Как кажется, все это сводимо к единой идее, воспринимаемой некоторыми исследователями как одна из основополагающих в эстетике раннего русского символизма (=декаданса), — идее «нарушения границ тела» [629] . Но тогда и все остальное также должно восприниматься не в привычном своем бытовом значении, а как реализация принципов, заложенных в русское искусство еще в 1890-е годы, прежде всего Брюсовым и Бальмонтом. Не раз описанное их бытовое поведение — пьянство до потери человеческого облика, сексуальные эксцессы, обращение к наркотикам, парапсихические феномены, убежденность в неизбежности оккультного знания, особое переживание нервных состояний (как собственных, так и других людей) и даже безумия (достаточно указать на безумие Врубеля или несравненно менее известного Михаила Пантюхова) — воспроизводится в рассказе Мерсеро-Вальдора через призму сознания заезжего гостя, для которого все это неслиянно и нераздельно. Выпитая в санях бутылка водки оказывается бутылкой адского фосфора, случайная фраза о кромешном аде тут же вызывает разряд зимней молнии, а вся ситуация последней части рассказа почти с текстуальной точностью воспроизводит ситуацию из знаменитого стихотворения Блока: «Над бездонным провалом в вечность, / Задыхаясь, летит рысак», — только стихотворение это было написано через несколько лет после «Дьявольской тройки».
629
Бобринская Екатерина.Русский авангард: Истоки и метаморфозы. М., 2003. С. 17. Согласно логике автора, это есть частный случай более общего: «Один из главных, а при известном обобщении единственный сюжет декаданса — переживание разного рода пограничных состояний» (Там же. С. 16). Далеко не во всем соглашаясь с автором работы «Авангард и декаданс», мы готовы признать справедливость этих наблюдений.

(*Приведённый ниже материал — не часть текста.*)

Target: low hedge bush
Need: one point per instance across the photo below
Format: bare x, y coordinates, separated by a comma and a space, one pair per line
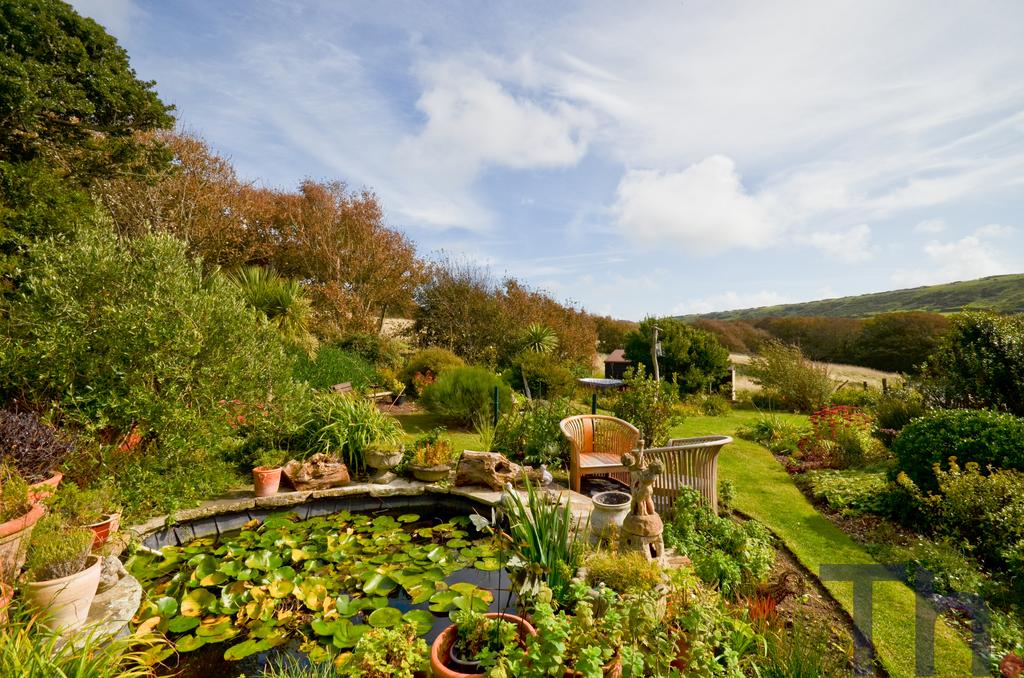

Именно стремление описать не реальную внешность, но внутреннюю суть русского символизма того извода, который установился в Москве и просуществовал там достаточно долгое время, определяет известную ценность рассказа Александра Мерсеро для русского читателя. Для читателя же французского (не решаемся сказать «европейского», лишь потому, что вряд ли автор мог претендовать на широкое распространение своего опуса) вальдоровское изображение символистской Москвы долженствовало придать особый колорит тем почти неизвестным произведениям русских поэтов, которые время от времени начинали появляться во французской печати.
Дьявольская тройка
Николаю Рябушинскому
Творилось, похоже, что-то странное, ибо молчун Одовский вдруг сказал: «Жаркий выдался вечер!» Всем известно, что Одовский вечно мерзнет. Он будет дрожать от холода даже в адском котле; на дворе, меж тем, было минус тридцать, вьюга гнала по улицам снежные смерчи, в которых замерзшие обретали свой саван.